Me estaba preguntando por qué habría de provocar estremecimiento (o escalofrío) la esperanza, que en general es un sentimiento positivo, y por eso he ido a consultar el diccionario para ver la definición de "brivido". 

¿Podría ser que "brivido" se usara aquí en sentido figurado?
*
2* fig. Forte emozione, eccitazione: _b. della velocità_
http://dizionari.corriere.it/dizionario_italiano/B/brivido.shtml

Algo así como que a la persona en cuestión la embargaba el sentimiento de esperanza.

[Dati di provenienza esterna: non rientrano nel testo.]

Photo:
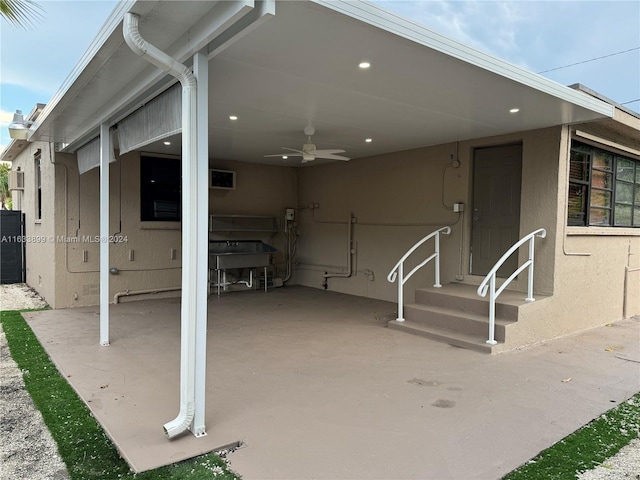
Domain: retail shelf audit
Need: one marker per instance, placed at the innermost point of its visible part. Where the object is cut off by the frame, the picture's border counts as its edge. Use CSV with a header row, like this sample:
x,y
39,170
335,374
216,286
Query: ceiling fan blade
x,y
333,157
293,150
329,151
284,155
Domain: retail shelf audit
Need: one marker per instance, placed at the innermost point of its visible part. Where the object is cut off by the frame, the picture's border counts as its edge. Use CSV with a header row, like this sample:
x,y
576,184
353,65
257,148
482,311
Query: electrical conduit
x,y
153,55
350,253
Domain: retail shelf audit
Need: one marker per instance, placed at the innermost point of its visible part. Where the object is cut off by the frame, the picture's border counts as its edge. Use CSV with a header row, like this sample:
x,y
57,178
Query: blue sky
x,y
536,35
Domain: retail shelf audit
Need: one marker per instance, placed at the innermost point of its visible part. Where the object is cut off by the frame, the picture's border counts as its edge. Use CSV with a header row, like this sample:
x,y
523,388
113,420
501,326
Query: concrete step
x,y
454,320
455,314
457,339
464,298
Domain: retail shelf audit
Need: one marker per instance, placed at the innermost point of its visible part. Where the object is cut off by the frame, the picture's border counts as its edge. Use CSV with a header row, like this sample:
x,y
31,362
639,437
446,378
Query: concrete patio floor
x,y
316,387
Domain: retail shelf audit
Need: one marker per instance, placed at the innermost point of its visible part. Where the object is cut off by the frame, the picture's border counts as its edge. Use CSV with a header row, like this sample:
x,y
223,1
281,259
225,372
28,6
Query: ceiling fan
x,y
309,151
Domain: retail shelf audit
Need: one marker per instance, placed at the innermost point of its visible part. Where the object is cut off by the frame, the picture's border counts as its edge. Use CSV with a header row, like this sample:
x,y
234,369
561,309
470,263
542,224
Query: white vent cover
x,y
224,179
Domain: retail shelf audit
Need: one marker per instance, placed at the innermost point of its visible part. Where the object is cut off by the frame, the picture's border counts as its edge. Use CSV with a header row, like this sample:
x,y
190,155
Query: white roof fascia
x,y
112,22
379,17
222,17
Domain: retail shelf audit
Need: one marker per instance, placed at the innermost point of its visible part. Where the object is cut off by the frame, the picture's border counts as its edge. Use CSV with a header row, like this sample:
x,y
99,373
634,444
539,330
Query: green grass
x,y
587,447
85,449
90,455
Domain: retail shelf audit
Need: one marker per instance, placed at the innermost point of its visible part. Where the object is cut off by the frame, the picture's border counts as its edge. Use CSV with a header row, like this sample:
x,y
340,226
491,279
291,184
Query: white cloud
x,y
5,118
39,59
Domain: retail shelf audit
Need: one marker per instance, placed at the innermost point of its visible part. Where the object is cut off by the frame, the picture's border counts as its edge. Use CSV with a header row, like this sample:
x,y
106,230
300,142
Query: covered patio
x,y
314,386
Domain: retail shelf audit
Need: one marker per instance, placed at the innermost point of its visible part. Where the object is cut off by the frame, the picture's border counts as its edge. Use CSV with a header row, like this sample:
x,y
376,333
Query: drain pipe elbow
x,y
151,53
181,423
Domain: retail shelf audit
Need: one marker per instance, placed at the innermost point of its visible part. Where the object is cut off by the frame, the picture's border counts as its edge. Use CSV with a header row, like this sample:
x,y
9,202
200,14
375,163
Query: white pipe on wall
x,y
188,313
350,252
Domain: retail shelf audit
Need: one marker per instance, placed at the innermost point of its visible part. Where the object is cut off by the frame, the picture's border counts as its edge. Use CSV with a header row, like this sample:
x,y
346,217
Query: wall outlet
x,y
290,214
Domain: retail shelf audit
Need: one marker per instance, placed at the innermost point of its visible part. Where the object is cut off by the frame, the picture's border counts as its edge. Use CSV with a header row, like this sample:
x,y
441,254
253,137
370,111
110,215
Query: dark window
x,y
160,195
604,188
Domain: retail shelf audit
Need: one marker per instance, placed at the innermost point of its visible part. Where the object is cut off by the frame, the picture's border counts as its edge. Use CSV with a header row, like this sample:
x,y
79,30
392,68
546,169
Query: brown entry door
x,y
496,207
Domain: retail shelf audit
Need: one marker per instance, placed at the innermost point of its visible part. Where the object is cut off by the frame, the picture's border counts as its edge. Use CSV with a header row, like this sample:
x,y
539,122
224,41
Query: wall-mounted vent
x,y
16,180
224,179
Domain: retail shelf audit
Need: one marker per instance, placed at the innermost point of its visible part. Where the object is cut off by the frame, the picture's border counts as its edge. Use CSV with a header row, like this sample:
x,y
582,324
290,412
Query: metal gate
x,y
12,246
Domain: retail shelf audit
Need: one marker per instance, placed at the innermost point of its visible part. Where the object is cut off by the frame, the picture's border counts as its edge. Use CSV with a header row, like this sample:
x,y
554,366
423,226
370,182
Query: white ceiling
x,y
300,67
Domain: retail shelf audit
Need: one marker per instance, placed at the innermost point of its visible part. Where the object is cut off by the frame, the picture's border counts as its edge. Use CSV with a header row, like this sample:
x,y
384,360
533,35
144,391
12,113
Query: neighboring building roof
x,y
299,65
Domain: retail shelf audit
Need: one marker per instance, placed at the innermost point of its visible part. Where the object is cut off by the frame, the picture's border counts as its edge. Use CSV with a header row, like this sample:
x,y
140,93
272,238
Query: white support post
x,y
437,263
492,311
201,72
530,276
105,152
400,292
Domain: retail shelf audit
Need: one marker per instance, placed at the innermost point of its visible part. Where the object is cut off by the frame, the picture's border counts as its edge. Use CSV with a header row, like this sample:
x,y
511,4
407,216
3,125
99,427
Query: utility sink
x,y
224,255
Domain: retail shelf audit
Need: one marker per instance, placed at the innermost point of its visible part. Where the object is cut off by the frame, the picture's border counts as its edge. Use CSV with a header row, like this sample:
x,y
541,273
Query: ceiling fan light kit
x,y
309,151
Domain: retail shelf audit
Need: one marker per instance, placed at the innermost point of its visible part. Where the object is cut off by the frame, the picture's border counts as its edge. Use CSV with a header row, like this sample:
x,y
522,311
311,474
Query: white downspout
x,y
189,218
105,152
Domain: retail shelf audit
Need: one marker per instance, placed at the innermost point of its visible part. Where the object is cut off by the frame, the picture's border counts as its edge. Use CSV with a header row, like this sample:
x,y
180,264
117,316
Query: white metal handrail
x,y
491,278
398,270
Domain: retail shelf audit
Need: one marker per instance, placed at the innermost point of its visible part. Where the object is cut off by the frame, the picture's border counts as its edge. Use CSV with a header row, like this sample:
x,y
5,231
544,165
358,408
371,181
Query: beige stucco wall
x,y
40,267
261,190
591,276
399,198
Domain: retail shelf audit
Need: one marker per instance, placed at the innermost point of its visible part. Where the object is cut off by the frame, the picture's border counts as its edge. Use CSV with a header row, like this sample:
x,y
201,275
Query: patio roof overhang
x,y
299,67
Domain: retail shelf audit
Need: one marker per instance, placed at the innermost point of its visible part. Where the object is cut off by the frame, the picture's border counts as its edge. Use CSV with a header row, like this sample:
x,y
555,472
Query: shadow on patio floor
x,y
316,387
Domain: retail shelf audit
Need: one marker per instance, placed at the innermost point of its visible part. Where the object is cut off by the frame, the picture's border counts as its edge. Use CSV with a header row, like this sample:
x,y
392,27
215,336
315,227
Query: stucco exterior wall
x,y
598,269
399,198
40,234
148,255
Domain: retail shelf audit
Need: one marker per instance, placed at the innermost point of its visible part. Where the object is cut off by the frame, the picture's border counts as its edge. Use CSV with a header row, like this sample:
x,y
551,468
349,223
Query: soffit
x,y
301,67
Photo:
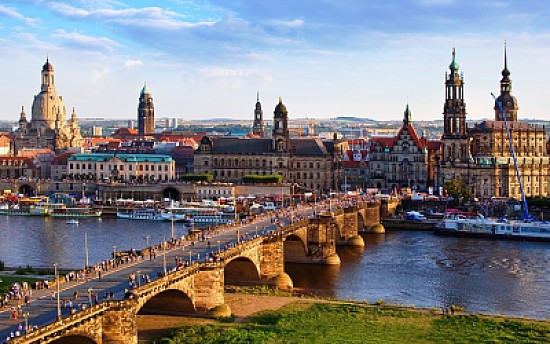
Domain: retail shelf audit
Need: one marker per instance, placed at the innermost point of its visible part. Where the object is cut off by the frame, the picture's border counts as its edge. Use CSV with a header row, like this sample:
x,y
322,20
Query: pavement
x,y
42,309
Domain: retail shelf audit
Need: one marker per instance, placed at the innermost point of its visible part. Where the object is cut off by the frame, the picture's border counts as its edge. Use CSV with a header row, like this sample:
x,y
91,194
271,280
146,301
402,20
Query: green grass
x,y
355,323
9,280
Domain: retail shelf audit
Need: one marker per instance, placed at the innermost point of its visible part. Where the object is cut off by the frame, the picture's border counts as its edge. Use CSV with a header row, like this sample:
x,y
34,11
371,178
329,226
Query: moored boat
x,y
457,225
75,212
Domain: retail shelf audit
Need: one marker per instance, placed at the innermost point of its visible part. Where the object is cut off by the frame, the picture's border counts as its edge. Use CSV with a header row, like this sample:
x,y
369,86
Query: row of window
x,y
112,167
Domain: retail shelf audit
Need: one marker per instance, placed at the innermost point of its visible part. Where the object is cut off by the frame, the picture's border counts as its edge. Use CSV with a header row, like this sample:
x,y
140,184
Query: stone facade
x,y
48,127
311,163
401,161
481,157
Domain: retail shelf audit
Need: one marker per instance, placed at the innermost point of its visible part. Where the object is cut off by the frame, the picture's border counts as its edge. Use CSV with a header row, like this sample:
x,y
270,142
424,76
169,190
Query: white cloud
x,y
435,2
288,23
151,17
132,63
87,42
99,74
10,12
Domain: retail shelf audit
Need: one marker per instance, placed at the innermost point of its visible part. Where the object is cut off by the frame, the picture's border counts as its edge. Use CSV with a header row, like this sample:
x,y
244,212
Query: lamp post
x,y
57,287
26,316
138,277
86,249
172,222
90,296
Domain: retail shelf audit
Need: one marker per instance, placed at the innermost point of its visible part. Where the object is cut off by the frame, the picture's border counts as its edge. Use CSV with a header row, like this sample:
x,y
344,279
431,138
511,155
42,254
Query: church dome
x,y
280,108
145,90
47,67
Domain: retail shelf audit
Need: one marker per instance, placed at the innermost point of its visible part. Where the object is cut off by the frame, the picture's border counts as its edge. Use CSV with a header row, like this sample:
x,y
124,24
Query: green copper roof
x,y
145,89
103,157
454,64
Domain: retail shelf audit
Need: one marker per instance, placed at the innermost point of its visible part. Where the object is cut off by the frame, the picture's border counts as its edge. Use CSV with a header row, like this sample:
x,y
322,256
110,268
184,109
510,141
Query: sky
x,y
207,59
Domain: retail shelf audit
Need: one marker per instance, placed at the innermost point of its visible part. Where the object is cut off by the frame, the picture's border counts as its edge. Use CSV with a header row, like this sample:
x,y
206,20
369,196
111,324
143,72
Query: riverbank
x,y
280,319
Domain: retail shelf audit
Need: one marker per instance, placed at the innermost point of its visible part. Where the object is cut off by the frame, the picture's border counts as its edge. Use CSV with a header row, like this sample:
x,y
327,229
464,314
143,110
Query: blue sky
x,y
325,58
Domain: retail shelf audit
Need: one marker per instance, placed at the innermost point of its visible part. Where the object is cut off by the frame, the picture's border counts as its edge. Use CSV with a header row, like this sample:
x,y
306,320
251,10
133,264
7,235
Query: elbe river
x,y
406,267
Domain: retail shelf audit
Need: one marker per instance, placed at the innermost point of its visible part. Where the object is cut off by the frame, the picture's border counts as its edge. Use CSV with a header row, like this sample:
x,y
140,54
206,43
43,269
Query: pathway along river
x,y
408,267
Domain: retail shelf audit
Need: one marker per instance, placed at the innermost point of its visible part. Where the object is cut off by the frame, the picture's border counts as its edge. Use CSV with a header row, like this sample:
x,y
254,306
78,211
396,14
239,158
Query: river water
x,y
406,267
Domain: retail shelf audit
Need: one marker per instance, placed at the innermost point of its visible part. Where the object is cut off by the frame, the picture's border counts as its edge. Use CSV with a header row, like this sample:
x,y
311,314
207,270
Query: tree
x,y
458,189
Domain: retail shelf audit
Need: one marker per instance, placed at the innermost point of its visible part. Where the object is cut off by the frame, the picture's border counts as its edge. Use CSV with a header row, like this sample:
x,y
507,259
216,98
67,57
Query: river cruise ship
x,y
458,225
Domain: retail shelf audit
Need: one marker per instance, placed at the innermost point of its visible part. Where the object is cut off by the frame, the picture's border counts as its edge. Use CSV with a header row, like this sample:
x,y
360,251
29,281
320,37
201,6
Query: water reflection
x,y
498,277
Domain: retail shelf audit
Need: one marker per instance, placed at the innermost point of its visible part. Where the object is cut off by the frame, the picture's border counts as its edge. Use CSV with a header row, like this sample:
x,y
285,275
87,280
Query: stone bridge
x,y
199,288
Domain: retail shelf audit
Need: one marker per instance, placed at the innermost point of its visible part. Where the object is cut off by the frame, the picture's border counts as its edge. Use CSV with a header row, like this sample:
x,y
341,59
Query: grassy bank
x,y
357,323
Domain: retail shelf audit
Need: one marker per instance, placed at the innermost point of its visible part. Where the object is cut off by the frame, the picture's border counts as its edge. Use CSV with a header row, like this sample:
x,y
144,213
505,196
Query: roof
x,y
390,141
488,126
102,157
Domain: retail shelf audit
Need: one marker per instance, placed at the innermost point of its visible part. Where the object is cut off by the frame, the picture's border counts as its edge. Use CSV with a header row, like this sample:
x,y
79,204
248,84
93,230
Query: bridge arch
x,y
74,339
168,302
294,248
241,271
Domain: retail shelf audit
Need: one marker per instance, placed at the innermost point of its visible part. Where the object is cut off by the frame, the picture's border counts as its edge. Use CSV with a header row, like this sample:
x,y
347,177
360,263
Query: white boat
x,y
143,214
480,226
75,212
202,215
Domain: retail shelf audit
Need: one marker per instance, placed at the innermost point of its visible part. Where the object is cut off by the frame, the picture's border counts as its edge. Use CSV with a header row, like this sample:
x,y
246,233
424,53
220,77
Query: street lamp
x,y
138,277
57,287
164,255
90,296
86,249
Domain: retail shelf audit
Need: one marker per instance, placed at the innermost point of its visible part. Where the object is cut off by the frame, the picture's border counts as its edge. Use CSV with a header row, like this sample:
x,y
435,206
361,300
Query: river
x,y
406,267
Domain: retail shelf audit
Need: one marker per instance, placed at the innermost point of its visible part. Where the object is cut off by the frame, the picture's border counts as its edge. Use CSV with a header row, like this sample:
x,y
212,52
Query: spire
x,y
505,71
73,116
453,66
407,117
23,116
145,90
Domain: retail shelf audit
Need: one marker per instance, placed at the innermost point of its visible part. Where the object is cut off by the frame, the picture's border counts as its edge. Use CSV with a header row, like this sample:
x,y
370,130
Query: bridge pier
x,y
119,325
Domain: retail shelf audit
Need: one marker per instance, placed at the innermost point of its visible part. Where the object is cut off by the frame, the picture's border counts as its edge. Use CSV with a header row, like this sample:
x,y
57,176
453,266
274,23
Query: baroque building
x,y
258,127
480,156
146,113
48,127
401,161
312,163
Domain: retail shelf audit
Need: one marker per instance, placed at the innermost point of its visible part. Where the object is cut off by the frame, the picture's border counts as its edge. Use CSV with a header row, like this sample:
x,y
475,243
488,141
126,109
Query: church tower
x,y
258,128
508,101
281,137
455,139
146,113
407,116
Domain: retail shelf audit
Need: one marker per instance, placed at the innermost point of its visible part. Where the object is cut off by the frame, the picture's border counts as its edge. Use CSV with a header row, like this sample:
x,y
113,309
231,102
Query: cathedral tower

Es solo una idea..


----------



## infinite sadness

In realtà, mi sembra un modo di dire inusuale anche in italiano.


----------



## buenaparte

La esperanza lo hizo estremecer.
Un brivido percorse il  suo corpo quando percepi che c'erano delle speranze.


----------



## Geviert

L'immagine è certamente inusuale. In ciò consiste l'arte (a volte).


----------



## Massimo_m

Geviert said:


> L'immagine è certamente inusuale. In ciò consiste l'arte (a volte).



 Sono d'accordo. 
Anche in italiano di solito il brivido è legato a qualcosa di negativo (il freddo, naturalmente, ma anche la paura, per esempio). Dire "Un brivido di speranza" è inusuale, come dice Geviert, e quindi credo che anche la traduzione in spagnolo debba esserlo altrettanto.


----------



## Geviert

Secondo me, l'immagine in questione segue (o vuol seguire) l'effetto stilistico dell'ossimoro (_dilettoso male, arsura gelata_), almeno nell'intenzione. In questo caso, l'immagine del brivido, che di solito è associata a qualcosa di negativo, è giustapposta a una virtù (la speranza). Abbiamo, quindi, un contrasto forte, ma direi molto bello: una reazione prettamente somatica, inmediata, e una virtù, qualcosa di non inmediato, un'ideale. Mi vien' in mente un'altro esempio: _trovai all'improvviso tutto il mio cuor arrovellato di pace. 
_
Sul brivido, il terrore, il pavore come sentimenti positivi (fascinazione e terrore) si veda Rudolf Otto.


----------



## honeyheart

selmake said:


> Contexto: L'inverno, i bagliori, le caligini dorate del mattino, mi avevano sempre conciliato col mondo, dato un brivido di speranza.


Mi sugerencia:

"... siempre me habían reconciliado con el mundo, siempre me habían hecho estremecer de esperanza."


----------



## selmake

Gracias por vuestra ayuda pero creo que voy a escoger escalofrío. Como habeis comentado suena igual en italiano que en español y por tanto es el estilo propio del autor y no lo quiero cambiar. Muchas gracias


----------



## buenaparte

selmake said:


> Gracias por vuestra ayuda pero creo que voy a escoger escalofrío.


Pensaci bene:

http://www.wordreference.com/definicion/escalofrio

http://www.wordreference.com/es/en/frames.asp?es=escalofrio

http://www.wordreference.com/es/en/frames.asp?es=escalofrio


----------